Blue was a six-time All-Star who spent 17 seasons in the major leagues with Oakland, San Francisco and Kansas City. He won 209 games and won three World Series championships with the Athletics from 1972 to 1974, the East Bay Times reported.

“There are few players with a more decorated career than Vida Blue,” the Athletics said in a statement. “Vida will always be a franchise legend and a friend.”

In April, Blue attended the Athletics reunion of their 1973 World Series championship team at the Oakland Coliseum, the Chronicle reported.

Blue made a splash in the majors late in the 1970 season when he threw a one-hit shutout and a no-hitter.
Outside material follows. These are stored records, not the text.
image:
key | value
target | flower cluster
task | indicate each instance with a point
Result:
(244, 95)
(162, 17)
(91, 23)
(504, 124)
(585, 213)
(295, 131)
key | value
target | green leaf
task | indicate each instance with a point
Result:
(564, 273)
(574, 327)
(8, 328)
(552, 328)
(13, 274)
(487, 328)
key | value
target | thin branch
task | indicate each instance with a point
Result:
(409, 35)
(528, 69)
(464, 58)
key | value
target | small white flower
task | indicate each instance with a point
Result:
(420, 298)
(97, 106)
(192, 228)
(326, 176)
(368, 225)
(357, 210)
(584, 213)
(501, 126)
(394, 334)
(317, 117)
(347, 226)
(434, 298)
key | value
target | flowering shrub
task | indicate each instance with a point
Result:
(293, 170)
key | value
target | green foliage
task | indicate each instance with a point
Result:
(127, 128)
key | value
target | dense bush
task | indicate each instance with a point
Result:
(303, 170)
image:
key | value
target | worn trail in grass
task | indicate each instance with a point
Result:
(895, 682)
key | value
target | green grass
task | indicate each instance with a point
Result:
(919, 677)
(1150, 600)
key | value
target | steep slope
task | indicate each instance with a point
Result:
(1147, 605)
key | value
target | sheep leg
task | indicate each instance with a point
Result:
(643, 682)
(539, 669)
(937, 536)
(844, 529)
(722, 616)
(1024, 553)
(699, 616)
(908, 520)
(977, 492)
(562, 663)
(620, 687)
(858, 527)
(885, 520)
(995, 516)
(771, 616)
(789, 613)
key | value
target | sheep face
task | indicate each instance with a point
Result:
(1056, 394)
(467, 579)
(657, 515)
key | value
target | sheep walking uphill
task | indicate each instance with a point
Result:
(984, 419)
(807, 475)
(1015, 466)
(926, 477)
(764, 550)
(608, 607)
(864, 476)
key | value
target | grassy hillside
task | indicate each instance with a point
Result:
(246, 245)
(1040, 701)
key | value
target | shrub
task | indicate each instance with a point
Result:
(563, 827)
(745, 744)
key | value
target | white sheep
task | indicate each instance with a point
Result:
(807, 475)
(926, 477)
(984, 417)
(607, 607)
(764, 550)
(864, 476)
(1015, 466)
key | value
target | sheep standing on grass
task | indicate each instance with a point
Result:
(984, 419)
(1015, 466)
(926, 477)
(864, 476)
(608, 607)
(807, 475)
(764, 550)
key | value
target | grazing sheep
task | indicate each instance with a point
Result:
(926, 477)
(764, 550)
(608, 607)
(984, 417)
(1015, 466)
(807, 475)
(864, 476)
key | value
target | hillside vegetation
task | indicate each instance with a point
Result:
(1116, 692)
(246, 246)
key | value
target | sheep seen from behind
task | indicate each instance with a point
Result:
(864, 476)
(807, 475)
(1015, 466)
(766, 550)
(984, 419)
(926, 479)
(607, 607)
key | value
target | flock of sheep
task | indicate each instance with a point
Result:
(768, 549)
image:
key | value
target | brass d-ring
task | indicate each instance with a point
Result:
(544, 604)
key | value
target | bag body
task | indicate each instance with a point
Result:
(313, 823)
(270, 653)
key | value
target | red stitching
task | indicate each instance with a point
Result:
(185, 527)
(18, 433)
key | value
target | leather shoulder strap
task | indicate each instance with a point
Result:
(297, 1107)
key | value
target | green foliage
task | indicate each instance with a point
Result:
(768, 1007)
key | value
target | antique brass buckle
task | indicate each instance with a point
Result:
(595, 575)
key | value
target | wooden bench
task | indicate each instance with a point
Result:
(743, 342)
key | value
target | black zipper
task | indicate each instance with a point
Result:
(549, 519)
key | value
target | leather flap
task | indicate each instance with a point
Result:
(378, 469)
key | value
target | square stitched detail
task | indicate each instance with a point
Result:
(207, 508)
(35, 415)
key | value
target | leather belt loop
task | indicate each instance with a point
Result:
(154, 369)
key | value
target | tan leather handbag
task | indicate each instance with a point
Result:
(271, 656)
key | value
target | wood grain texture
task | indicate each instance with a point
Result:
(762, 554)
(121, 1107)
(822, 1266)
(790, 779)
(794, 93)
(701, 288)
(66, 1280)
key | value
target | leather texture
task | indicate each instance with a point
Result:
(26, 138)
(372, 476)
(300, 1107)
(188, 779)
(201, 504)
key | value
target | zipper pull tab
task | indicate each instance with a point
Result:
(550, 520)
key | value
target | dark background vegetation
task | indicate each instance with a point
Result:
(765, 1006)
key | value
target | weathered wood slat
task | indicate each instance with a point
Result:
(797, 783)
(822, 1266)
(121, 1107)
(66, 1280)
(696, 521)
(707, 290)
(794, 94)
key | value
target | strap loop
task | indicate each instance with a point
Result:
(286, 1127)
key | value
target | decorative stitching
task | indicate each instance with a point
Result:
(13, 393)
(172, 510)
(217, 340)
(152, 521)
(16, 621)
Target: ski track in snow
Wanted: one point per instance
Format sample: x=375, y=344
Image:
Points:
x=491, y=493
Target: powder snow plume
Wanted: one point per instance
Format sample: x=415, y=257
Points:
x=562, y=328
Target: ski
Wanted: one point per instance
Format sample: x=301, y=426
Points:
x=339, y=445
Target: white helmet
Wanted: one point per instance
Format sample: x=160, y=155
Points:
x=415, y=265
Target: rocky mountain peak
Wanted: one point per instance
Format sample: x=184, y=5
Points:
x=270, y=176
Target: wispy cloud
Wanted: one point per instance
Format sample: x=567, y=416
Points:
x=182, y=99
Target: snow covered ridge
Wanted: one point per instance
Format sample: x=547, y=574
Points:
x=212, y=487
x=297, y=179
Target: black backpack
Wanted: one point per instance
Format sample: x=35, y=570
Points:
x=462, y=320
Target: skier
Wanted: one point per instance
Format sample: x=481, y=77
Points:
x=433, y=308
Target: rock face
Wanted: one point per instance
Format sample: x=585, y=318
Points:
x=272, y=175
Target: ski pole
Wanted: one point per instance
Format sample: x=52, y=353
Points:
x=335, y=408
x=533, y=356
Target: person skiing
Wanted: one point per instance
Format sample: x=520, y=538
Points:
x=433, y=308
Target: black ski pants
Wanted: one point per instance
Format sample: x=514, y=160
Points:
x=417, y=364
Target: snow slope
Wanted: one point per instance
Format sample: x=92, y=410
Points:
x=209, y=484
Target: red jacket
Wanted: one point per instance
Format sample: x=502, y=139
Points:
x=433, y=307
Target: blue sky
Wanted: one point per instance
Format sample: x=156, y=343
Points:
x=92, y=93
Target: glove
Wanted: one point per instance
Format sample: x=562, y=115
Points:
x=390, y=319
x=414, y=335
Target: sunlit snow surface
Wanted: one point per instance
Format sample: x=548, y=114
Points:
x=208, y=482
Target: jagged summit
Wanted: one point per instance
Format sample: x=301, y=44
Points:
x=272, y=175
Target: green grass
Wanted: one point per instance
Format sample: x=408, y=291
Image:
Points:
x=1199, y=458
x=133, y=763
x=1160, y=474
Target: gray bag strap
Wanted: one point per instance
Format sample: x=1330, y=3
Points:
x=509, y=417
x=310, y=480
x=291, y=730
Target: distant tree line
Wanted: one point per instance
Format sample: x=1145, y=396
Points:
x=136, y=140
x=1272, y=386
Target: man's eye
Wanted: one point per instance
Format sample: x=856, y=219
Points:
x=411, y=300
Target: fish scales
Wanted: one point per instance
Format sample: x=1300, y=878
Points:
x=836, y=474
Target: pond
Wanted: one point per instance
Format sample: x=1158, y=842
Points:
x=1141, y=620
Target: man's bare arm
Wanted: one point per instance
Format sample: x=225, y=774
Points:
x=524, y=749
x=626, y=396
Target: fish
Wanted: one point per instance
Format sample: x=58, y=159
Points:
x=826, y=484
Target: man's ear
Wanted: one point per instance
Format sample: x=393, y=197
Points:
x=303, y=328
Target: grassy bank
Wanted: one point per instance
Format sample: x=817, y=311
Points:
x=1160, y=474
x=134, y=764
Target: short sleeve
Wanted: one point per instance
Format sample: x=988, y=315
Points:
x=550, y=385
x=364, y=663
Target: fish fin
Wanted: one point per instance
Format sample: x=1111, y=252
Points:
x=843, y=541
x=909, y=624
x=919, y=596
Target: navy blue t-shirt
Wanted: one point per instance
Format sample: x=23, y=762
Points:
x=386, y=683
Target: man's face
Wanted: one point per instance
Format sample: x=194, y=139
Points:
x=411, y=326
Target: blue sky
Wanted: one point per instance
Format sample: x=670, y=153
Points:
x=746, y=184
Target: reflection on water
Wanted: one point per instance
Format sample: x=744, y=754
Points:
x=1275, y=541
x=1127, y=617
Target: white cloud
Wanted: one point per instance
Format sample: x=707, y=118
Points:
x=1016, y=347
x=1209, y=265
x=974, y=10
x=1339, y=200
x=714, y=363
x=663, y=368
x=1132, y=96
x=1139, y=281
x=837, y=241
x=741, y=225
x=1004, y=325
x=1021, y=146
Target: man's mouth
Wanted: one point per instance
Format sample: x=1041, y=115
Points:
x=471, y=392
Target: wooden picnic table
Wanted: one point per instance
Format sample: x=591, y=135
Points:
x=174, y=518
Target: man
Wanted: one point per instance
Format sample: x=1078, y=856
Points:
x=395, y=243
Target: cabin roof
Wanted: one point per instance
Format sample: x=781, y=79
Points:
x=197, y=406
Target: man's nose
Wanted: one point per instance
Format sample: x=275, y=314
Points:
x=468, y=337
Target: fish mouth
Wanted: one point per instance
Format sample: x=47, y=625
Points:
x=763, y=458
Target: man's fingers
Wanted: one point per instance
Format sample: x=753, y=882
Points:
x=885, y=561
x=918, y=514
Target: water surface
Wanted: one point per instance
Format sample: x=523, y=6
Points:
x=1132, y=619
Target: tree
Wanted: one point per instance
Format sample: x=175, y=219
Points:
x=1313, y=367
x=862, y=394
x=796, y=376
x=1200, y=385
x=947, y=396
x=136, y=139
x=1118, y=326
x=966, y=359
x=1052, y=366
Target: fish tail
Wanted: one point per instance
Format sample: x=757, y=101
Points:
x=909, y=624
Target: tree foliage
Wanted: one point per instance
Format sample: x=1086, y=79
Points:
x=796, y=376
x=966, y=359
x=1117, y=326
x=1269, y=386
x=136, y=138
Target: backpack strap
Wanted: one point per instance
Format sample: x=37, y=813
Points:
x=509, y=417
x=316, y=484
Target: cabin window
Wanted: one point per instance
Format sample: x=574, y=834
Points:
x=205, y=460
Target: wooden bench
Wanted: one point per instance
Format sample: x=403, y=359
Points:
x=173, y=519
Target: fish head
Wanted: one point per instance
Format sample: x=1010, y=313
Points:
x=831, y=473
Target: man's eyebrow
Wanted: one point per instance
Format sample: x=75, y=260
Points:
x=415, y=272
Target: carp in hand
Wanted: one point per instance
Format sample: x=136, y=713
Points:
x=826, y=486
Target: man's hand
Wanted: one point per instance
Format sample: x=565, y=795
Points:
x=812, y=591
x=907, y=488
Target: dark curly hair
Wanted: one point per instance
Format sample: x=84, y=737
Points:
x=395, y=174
But his breakout season was 1971 when Blue went 24-8 and led the Athletics to their first postseason appearance since 1931. He led the league with a 1.82 ERA and eight shutouts and struck out 301 batters.

He was 17-3 at the All-Star break and started the Midsummer Classic for the A.L.

Blue won the A.L. Cy Young and Most Valuable Player awards in 1971, becoming the answer to a fun trivia question — name the last A.L. MVP who was a switch-hitter.

“It’s unbelievable, the stuff that he had,” Hall of Fame reliever Rollie Fingers told MLB Network in 2018. “I would go down to the bullpen and watch him warm up before the ballgame (and) walk back to the dugout and go, ‘Hey, game’s over. He’s got his stuff on. He’s not going to give up any runs today.’”

Blue clashed with Oakland owner Charlie Finley in a salary dispute in 1972 and slumped to a 6-10 record, according to ESPN. During his holdout, Blue worked as a plumbing executive for a local company to earn money, the Times reported.

He bounced back in 1973 and 1974, posting records of 20-9 and 17-15 to help Oakland to their second and third straight World Series crowns.

Oakland third baseman Sal Bando told Sports Illustrated in 1973 that where Blue was “overpowering” hitters in 1971.

“Now he is overmatching them,” Bando told the magazine. “He has learned that he can get people out without throwing hard all the time.”

Blue went 22-11 in 1975, according to Baseball-Reference.com. He was part of another no-hitter in the final game that year, pitching the first five innings of a game against the Angels that was finished by Glenn Abbott, Paul Lindblad and Fingers, the Chronicle reported. At the time, it was only the third combined no-hitter in MLB history, according to the newspaper.

Blue became the first pitcher to start All-Star Games for each league, as he took the mound as a member of the Giants in 1978, according to ESPN.

Traded to the Royals in 1982, Blue and several teammates were caught in a federal cocaine investigation, the Chronicle reported. He pleaded guilty to cocaine possession and served 81 days in prison, according to the Times. He was banned from baseball for the 1984 season.

“It was a dark time in my life,” Blue said in 2019, according to the Chronicle. “You use bad judgment. You make bad choices. You learn from them. Sometimes we can overcome them and share them to help others.”

In his autobiography, Blue admitted having substance abuse problems as early as 1972, the Times reported.

Vida Rochelle Blue was the first of six children born to Sallie and Vida Blue Sr. in Mansfield, Louisiana, on July 28, 1949, according to the newspaper. His high school did not have a baseball team, and he was recruited as a quarterback by the University of Houston, the Times reported.

Blue was selected by the Athletics in the second round of the 1967 June amateur draft, according to Baseball-Reference.com.

He played all but two seasons of his career in the Bay Area.

“All I know, man, is it’s a great way to make a living,” Blue said last month in Oakland. “A guy from Mansfield, Louisiana, who came out here to California to seek his fortune. I got to see the world.”